To continue the example, I’d confidently guess that one of Hoffman’s early insights was that a big part of one’s professional identity comprises who you know — in other words, your professional network. Your professional identity not only includes your resume and qualifications, but also anything you write about issues in your profession. These answers are good ones for LinkedIn because they can be implemented in a computer program. They enable us to move from a vague intuition about one’s “professional identity” (whatever that is) to a specifiable solution.

Examples of this transformation of vague idea into precise implementation are easy to find. For instance, people want to stay in touch with their “friends”. But what’s a “friend”? The answer is that a “friend” is someone with whom you’ve mutually agreed to share information. Hence, Facebook. People also want to be able to search for “authoritative” web pages, but what does “authoritative” mean? Sergey Brin and Larry Page’s answer was that an “authoritative” web page is a page that’s been linked-to from many other “authoritative” web pages.
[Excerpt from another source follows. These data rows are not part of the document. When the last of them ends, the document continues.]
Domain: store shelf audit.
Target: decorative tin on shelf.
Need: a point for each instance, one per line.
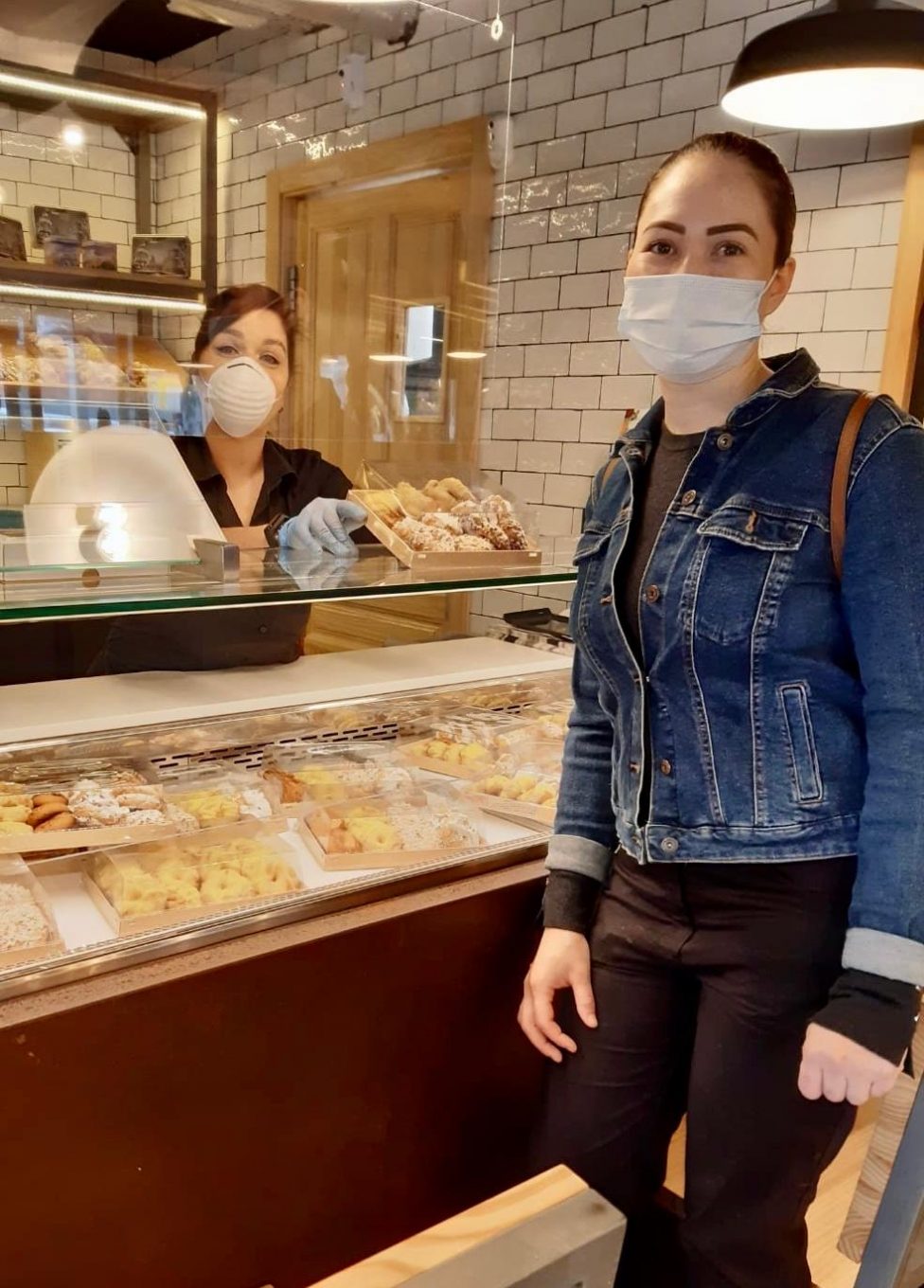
(50, 222)
(62, 251)
(161, 255)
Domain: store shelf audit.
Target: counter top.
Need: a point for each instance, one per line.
(32, 712)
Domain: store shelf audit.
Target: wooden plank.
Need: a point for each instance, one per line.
(100, 279)
(459, 1234)
(902, 339)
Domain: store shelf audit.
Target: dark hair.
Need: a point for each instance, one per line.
(769, 170)
(225, 308)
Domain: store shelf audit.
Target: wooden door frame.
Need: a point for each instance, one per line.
(461, 146)
(903, 336)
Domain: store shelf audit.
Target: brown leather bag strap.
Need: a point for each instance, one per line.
(842, 476)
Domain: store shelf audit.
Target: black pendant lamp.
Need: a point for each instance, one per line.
(852, 64)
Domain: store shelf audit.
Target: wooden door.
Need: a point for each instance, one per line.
(380, 264)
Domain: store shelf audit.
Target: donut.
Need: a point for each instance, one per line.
(43, 813)
(60, 822)
(455, 489)
(9, 800)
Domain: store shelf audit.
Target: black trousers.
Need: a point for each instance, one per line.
(705, 979)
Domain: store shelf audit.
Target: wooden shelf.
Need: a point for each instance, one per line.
(100, 279)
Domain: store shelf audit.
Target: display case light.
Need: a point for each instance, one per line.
(851, 64)
(98, 299)
(76, 93)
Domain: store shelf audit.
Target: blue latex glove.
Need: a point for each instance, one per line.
(323, 525)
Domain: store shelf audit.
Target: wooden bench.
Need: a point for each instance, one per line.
(547, 1233)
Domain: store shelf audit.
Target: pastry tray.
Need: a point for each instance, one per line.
(81, 839)
(271, 832)
(13, 869)
(433, 562)
(518, 812)
(414, 755)
(367, 859)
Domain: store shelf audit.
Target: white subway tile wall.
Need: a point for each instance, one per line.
(601, 92)
(96, 177)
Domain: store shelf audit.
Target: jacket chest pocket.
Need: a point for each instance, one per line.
(595, 567)
(743, 550)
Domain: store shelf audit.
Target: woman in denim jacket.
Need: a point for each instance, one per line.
(735, 904)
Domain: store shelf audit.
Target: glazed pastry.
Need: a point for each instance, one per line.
(443, 522)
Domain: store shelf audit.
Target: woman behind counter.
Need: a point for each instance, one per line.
(261, 493)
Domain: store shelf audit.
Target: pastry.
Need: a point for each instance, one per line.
(169, 875)
(58, 822)
(383, 503)
(22, 922)
(415, 503)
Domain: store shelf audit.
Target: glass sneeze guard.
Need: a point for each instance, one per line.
(265, 577)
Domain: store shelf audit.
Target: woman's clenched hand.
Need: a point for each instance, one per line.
(835, 1068)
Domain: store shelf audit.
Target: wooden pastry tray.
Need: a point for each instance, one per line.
(40, 844)
(264, 829)
(434, 562)
(519, 812)
(373, 859)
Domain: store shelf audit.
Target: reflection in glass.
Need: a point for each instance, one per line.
(422, 362)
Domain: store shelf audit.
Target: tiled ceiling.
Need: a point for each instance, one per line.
(147, 28)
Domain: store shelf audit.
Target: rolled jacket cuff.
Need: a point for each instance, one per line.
(880, 954)
(579, 854)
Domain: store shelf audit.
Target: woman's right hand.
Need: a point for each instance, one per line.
(562, 961)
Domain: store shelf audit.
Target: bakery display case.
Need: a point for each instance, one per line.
(225, 801)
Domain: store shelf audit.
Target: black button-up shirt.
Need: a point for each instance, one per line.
(235, 636)
(293, 476)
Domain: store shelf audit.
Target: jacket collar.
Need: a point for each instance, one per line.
(791, 375)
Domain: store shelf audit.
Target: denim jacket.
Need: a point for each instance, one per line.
(784, 711)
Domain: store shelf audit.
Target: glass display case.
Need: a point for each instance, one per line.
(147, 814)
(132, 827)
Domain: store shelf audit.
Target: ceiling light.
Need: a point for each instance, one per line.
(74, 136)
(852, 64)
(99, 299)
(76, 93)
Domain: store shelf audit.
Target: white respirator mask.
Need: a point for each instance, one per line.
(239, 397)
(688, 328)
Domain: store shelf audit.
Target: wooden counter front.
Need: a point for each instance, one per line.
(273, 1109)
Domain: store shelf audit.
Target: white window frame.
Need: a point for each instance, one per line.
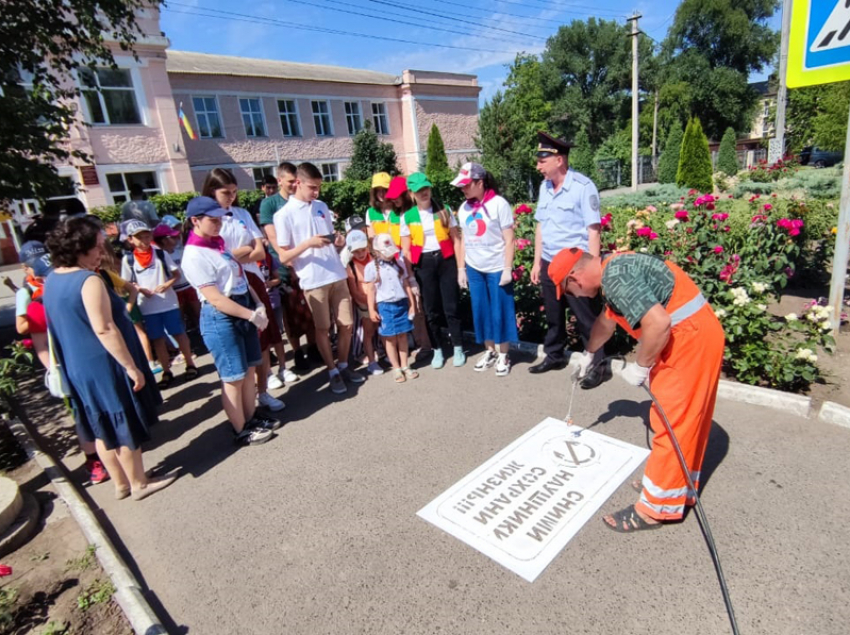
(206, 113)
(250, 113)
(334, 172)
(138, 93)
(353, 120)
(258, 184)
(295, 112)
(103, 174)
(328, 114)
(376, 117)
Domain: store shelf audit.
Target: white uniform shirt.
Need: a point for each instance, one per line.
(484, 245)
(240, 230)
(205, 267)
(298, 221)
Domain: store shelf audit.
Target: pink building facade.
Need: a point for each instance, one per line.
(249, 115)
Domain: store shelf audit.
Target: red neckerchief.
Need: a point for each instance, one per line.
(37, 286)
(214, 242)
(144, 258)
(476, 204)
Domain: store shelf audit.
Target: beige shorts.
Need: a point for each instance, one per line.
(330, 300)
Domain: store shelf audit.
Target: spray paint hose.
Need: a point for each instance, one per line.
(700, 512)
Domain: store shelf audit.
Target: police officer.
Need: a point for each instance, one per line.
(567, 216)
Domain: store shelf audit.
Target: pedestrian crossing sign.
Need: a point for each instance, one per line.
(819, 43)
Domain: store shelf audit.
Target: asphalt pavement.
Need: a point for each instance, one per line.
(316, 531)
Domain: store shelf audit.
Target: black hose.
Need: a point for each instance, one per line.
(700, 512)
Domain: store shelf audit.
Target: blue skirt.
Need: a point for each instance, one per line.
(394, 319)
(493, 310)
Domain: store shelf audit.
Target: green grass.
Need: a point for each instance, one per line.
(97, 592)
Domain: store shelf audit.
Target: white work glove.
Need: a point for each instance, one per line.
(259, 318)
(461, 279)
(584, 360)
(635, 374)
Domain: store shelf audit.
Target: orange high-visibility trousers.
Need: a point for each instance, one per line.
(684, 381)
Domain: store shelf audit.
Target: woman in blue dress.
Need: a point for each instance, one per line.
(112, 391)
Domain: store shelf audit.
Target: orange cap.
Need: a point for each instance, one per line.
(561, 265)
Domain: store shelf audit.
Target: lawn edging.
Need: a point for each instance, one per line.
(128, 592)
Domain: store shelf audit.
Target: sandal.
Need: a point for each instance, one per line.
(628, 520)
(166, 379)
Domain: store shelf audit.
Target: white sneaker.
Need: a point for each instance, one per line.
(486, 361)
(274, 382)
(269, 402)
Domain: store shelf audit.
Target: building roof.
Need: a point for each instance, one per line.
(205, 64)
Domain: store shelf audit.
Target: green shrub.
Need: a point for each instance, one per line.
(695, 160)
(727, 157)
(668, 164)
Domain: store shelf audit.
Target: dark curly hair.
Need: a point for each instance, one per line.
(71, 239)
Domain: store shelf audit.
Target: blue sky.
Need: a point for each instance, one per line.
(498, 28)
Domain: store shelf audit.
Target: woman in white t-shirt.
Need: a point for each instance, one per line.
(430, 240)
(229, 319)
(487, 223)
(244, 240)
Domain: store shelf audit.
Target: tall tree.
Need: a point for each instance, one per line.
(42, 45)
(370, 155)
(713, 46)
(695, 159)
(436, 162)
(587, 72)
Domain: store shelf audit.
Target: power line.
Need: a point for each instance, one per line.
(237, 17)
(439, 15)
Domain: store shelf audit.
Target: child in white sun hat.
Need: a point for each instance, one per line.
(391, 303)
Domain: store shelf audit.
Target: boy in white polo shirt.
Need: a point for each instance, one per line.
(305, 240)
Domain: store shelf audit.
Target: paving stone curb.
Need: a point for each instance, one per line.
(128, 592)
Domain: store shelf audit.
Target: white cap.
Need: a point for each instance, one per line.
(356, 239)
(384, 245)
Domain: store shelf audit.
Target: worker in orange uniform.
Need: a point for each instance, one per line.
(680, 353)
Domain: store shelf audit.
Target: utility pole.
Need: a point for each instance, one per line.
(635, 99)
(782, 94)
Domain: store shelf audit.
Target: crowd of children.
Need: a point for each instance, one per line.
(232, 282)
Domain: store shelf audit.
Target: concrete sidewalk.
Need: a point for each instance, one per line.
(315, 532)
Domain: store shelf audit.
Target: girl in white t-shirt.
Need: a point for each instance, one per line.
(487, 223)
(229, 319)
(391, 303)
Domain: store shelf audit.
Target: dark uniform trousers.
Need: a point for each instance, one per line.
(586, 311)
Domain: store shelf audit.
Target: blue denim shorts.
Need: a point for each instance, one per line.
(233, 343)
(158, 324)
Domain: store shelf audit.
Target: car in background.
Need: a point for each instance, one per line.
(814, 156)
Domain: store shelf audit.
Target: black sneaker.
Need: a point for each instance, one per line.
(252, 436)
(264, 423)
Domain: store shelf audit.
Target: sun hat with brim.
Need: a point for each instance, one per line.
(356, 239)
(164, 231)
(417, 181)
(469, 172)
(204, 206)
(384, 245)
(381, 179)
(398, 186)
(133, 227)
(561, 266)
That answer can be precisely implemented as Google’s PageRank algorithm.

What all of these incredible success stories have in common is that they’re examples of taking a vague idea and transforming it into something precise. But that skill is very difficult to learn, and it’s exceedingly rare — which is probably why we know the names of people who have it (e.g. Zuckerberg, Hoffman, Brin, and Page). But analytic philosophy is all about taking vague ideas and coming up with precise formulations of them. It’s about creating the right conceptual framework for one’s ideas, and communicating that framework in such a way that it can be unambiguously understood by others.

Not surprisingly, this distinction between operating within a framework and thinking about conceptual frameworks has long been a topic in philosophy (see Carnap’s “Empiricism, Semantics, and Ontology”). The distinction is important, and it’s also highly practical. Once you become aware of the fact that Alice needs skills that go beyond Bob’s, you can avoid making a lot of mistakes. You can focus on the hard work of learning how to build the right framework for answering vague questions. And if you’re running a business, you can avoid the mistaken assumption that Bob and Alice are interchangeable.